Course Placement and Developmental Education
When students meet the qualifying benchmarks in a subject area on any of the eligible assessments, they can enroll in college-level courses that have that indicating course prerequisite. If a student does not meet qualifying benchmarks on any of the eligible assessments, they may need to enroll in additional coursework to increase their foundational academic skills to improve their likelihood of success in college level courses. In these instances, a student may be recommended or required to enroll in a developmental-level course and must successfully complete the course prior to enrolling in college-level courses. Developmental education courses are designed to build academic readiness in reading, writing, or mathematics. Courses are also available at many institutions specifically designed to meet the needs of English Language Learners. Developmental education courses are credit-bearing but do not count toward the requirements of degrees, diplomas or certificates. This coursework is critical in addressing the readiness gaps that students arrive with when they enter postsecondary institutions. Colleges and universities offer developmental education to ensure access to higher education for all students that need support to be academically prepared for college-level coursework in their programs and majors.
Minnesota State Board Policy 3.3 and System Procedure 3.3.1 outline the system-wide requirements for assessing academic readiness to enroll in courses that require college-level reading, writing, and/or mathematics skills.
Identification and Assessment of Limited English Proficiency Students
Limited English Proficiency students are identified through the assessment process or by self-identification.

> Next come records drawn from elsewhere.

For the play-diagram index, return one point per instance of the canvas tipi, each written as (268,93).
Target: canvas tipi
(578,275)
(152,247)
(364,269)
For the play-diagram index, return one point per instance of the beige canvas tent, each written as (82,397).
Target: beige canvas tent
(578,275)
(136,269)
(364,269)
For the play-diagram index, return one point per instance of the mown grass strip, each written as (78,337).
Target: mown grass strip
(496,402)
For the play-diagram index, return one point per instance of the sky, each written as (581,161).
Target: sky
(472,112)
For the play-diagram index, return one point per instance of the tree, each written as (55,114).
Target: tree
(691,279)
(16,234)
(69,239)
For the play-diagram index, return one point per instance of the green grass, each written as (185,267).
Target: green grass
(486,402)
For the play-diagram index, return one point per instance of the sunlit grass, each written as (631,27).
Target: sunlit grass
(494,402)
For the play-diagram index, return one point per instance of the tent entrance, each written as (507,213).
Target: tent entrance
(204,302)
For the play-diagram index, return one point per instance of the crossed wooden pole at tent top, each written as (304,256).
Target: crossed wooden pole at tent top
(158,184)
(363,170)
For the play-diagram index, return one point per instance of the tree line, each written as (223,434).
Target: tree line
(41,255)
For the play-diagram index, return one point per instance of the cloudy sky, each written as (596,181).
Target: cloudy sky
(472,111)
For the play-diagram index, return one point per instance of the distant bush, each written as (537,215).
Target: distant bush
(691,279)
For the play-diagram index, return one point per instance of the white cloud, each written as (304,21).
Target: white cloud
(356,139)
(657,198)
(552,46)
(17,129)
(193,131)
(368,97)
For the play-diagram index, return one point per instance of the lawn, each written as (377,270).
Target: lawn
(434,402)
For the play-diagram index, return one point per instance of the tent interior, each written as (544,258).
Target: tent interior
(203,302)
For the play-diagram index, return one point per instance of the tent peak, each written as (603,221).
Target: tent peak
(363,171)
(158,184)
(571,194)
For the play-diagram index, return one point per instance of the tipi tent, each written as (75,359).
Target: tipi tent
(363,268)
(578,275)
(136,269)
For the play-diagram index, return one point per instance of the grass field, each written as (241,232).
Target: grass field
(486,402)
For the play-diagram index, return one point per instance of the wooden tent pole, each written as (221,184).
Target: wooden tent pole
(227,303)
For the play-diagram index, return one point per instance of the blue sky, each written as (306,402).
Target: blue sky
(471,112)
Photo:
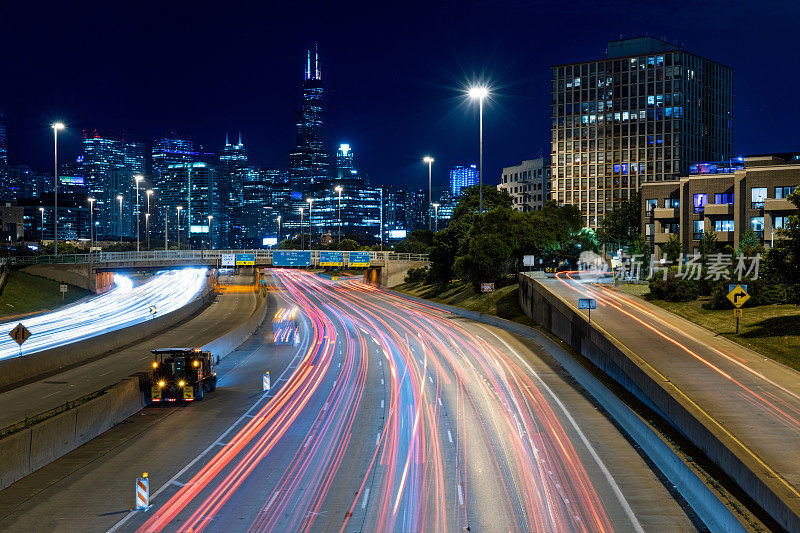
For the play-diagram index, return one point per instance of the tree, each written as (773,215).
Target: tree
(622,224)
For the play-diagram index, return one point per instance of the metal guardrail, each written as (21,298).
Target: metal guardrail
(205,256)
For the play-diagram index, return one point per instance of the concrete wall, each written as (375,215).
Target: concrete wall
(705,502)
(30,366)
(32,448)
(619,363)
(225,344)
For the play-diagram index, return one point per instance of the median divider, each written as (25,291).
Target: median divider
(28,447)
(712,510)
(18,370)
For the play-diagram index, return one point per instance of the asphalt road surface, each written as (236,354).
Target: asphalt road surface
(387,415)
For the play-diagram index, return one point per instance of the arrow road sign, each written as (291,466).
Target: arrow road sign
(20,333)
(738,296)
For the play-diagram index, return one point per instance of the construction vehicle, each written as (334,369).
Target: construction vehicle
(181,375)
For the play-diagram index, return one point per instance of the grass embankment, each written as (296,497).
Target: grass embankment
(503,302)
(771,330)
(24,293)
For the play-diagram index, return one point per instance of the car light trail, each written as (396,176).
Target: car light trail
(123,306)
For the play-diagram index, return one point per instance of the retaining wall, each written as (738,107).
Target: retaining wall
(32,448)
(705,502)
(20,369)
(554,314)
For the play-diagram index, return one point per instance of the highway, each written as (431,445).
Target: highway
(224,314)
(124,305)
(751,401)
(388,415)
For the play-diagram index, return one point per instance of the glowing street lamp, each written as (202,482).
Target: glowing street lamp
(339,190)
(480,93)
(58,126)
(428,159)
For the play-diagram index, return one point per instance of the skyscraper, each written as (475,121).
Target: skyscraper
(642,114)
(4,178)
(308,160)
(461,177)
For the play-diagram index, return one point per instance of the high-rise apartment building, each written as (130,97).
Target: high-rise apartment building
(528,184)
(642,114)
(308,160)
(461,177)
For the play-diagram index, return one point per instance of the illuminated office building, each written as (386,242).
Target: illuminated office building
(308,160)
(642,114)
(461,177)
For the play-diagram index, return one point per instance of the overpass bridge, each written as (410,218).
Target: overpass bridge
(94,271)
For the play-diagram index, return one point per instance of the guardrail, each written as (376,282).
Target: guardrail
(202,256)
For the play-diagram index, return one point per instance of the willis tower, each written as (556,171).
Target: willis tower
(309,167)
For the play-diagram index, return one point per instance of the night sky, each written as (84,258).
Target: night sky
(395,73)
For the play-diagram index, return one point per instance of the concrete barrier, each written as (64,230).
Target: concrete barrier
(225,344)
(32,448)
(21,369)
(615,360)
(705,501)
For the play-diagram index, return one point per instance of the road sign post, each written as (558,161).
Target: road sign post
(142,493)
(738,296)
(20,334)
(588,304)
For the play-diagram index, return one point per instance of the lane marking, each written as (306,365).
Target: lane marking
(366,496)
(637,526)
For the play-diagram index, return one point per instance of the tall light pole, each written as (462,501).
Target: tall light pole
(302,235)
(41,228)
(339,190)
(178,209)
(310,222)
(58,126)
(137,179)
(480,93)
(119,197)
(91,225)
(147,217)
(428,159)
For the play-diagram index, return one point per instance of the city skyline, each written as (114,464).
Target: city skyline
(362,102)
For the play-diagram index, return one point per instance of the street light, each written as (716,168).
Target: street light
(302,235)
(428,159)
(91,225)
(58,126)
(310,222)
(41,228)
(137,179)
(119,197)
(480,93)
(179,226)
(339,189)
(147,217)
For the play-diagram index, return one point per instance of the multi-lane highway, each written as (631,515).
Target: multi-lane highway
(751,402)
(388,415)
(125,305)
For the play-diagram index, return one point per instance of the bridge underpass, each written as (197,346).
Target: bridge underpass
(93,271)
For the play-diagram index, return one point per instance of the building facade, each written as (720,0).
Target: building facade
(642,114)
(727,198)
(528,184)
(461,177)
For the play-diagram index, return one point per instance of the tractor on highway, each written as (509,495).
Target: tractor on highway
(181,374)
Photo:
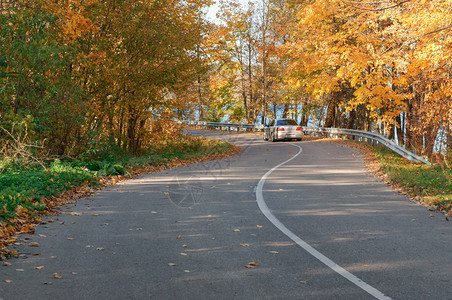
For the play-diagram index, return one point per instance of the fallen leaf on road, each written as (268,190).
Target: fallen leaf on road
(73,214)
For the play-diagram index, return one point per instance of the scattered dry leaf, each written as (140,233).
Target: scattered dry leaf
(252,264)
(73,213)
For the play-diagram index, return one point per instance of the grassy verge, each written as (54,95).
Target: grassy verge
(28,194)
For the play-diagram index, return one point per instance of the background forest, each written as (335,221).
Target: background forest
(80,76)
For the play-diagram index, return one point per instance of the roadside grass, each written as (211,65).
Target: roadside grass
(28,194)
(430,184)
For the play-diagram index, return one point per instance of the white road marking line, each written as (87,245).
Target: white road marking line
(331,264)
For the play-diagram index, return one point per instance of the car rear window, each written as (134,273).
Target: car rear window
(286,122)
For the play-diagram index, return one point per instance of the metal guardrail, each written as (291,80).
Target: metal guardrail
(375,138)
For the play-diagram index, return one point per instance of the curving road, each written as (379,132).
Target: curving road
(286,220)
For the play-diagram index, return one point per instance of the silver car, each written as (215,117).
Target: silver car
(282,129)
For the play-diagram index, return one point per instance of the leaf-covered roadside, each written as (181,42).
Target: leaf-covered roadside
(26,195)
(429,185)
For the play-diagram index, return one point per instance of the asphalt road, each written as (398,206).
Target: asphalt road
(286,220)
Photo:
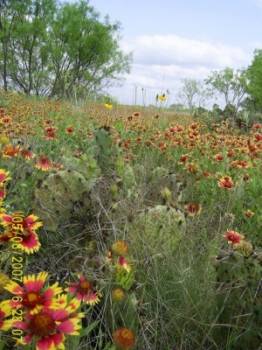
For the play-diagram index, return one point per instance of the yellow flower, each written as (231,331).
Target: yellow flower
(4,140)
(118,294)
(108,105)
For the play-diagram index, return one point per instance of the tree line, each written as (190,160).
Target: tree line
(237,89)
(58,49)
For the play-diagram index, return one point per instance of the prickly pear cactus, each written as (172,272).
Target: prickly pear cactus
(61,197)
(161,227)
(159,180)
(239,299)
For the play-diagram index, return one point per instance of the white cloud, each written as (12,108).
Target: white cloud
(174,49)
(259,3)
(161,61)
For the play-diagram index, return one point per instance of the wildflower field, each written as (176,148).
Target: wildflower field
(124,228)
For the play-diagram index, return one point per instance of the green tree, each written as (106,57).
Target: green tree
(58,49)
(85,52)
(28,61)
(254,74)
(230,84)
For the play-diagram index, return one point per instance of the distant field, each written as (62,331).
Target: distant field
(140,227)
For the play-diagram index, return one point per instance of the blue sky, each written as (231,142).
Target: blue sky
(172,39)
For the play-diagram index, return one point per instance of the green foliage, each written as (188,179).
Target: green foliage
(105,150)
(255,79)
(58,50)
(62,197)
(232,85)
(239,300)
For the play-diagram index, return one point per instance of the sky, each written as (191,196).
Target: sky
(175,39)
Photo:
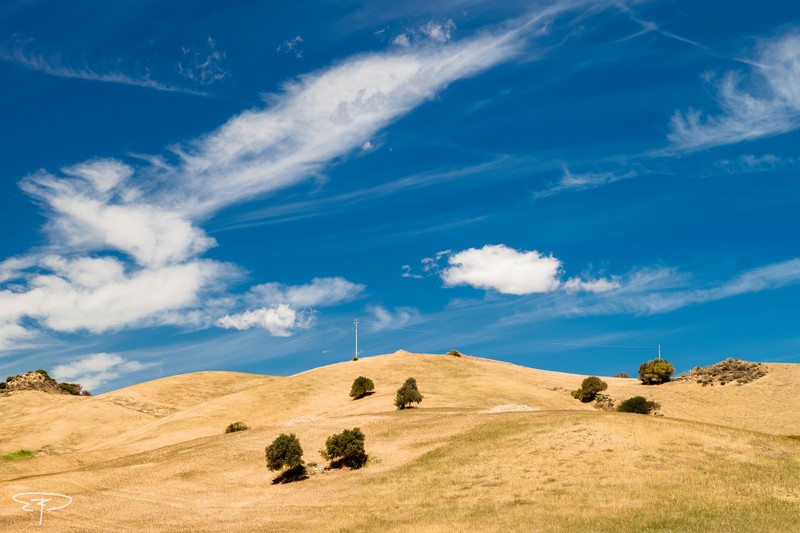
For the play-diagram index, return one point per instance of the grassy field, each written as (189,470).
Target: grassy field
(154,457)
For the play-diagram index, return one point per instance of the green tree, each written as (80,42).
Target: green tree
(361,387)
(284,451)
(346,449)
(589,389)
(655,372)
(639,405)
(407,394)
(236,426)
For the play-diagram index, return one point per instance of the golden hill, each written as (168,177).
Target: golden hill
(153,457)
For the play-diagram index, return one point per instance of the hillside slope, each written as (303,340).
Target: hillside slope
(714,461)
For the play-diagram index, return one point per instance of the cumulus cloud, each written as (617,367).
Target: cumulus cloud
(762,102)
(280,320)
(506,270)
(93,370)
(125,242)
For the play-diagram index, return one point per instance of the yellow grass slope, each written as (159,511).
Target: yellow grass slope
(452,464)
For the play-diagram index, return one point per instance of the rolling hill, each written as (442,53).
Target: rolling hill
(493,446)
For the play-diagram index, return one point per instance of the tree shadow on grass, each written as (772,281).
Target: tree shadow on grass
(298,473)
(354,462)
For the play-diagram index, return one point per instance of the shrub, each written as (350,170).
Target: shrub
(346,449)
(407,394)
(589,389)
(70,388)
(19,454)
(655,371)
(284,451)
(361,387)
(236,426)
(639,405)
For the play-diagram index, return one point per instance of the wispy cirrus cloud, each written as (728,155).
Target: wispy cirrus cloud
(760,103)
(582,182)
(56,65)
(203,65)
(126,244)
(500,268)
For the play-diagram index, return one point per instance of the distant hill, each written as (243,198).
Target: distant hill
(40,380)
(492,447)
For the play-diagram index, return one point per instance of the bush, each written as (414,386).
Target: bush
(71,388)
(655,371)
(284,451)
(361,387)
(589,389)
(407,394)
(639,405)
(236,426)
(346,449)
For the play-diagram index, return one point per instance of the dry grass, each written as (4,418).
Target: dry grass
(714,462)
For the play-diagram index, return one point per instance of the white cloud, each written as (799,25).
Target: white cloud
(397,317)
(599,285)
(93,370)
(766,102)
(149,217)
(504,269)
(280,320)
(321,292)
(98,295)
(203,66)
(322,116)
(440,32)
(580,182)
(54,66)
(292,46)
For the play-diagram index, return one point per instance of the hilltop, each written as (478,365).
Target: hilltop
(493,446)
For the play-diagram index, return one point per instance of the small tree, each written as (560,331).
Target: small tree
(407,394)
(346,449)
(284,451)
(236,426)
(589,389)
(361,387)
(639,405)
(655,372)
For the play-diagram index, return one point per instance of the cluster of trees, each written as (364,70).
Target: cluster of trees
(652,372)
(341,449)
(406,395)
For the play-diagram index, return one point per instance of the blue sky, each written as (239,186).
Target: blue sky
(563,185)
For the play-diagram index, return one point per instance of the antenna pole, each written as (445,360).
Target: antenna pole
(356,323)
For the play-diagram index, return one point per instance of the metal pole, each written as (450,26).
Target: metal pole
(356,323)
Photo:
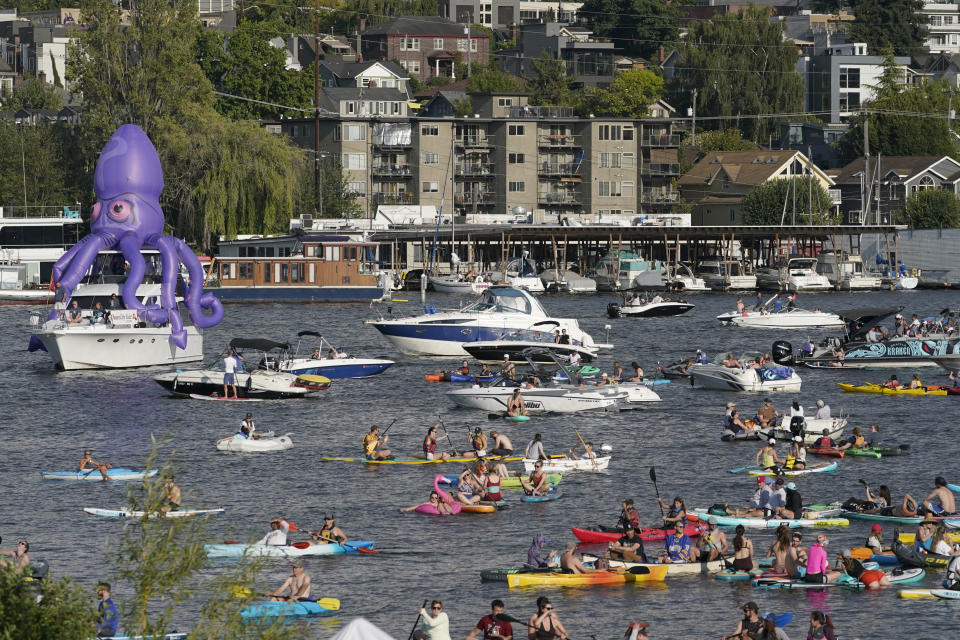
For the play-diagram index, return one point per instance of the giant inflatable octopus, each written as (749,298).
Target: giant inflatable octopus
(127,217)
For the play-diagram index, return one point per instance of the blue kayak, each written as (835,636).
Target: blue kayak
(285,609)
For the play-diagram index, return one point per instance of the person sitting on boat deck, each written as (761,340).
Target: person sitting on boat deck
(676,546)
(947,505)
(536,484)
(509,369)
(108,618)
(628,515)
(501,444)
(74,314)
(277,536)
(544,624)
(329,532)
(855,441)
(570,563)
(767,414)
(676,512)
(871,578)
(88,462)
(535,555)
(629,547)
(516,406)
(713,542)
(792,507)
(298,583)
(534,450)
(430,445)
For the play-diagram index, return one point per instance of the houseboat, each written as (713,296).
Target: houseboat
(311,268)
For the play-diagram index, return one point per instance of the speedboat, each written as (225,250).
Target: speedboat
(746,375)
(784,319)
(499,312)
(262,382)
(330,361)
(121,340)
(855,351)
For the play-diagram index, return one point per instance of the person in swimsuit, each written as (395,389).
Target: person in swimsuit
(544,624)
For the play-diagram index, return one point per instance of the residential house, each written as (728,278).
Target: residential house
(717,184)
(426,46)
(893,179)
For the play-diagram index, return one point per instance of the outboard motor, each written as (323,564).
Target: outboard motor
(782,352)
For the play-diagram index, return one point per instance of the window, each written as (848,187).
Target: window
(354,161)
(849,77)
(354,132)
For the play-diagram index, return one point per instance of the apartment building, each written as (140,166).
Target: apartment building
(510,154)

Students scoring below the developmental course placement level on reading or writing assessments meet with an Academic Advisor to discuss possible reasons, pre-requisites, alternatives, resources, and support services available.
Students may self-identify as Limited English Proficiency through the questions accompanying the assessment or directly to an Academic Advisor.
An Academic Advisor meets with all students identified as LEP, regardless of assessment scores, to ensure students are aware of community and College resources and services available (English as a Second Language [ESL] classes through the Adult Basic Education, literacy centers in the area, RRCC learning center, developmental courses, peer and professional tutors, course pre-requisites, etc.).
The Academic Advisor monitors students’ progress. LEP students meet at least twice per semester with the Academic Advisor to assess progress and review academic planning. Additional appointments may be required during the semester. Students are directed to appropriate developmental courses in reading, basic English, and study skills. Instructors provide mid-term reports and academic alerts for students having difficulty in their coursework. Academic Advisors discuss concerns with the students to determine possible remedial action.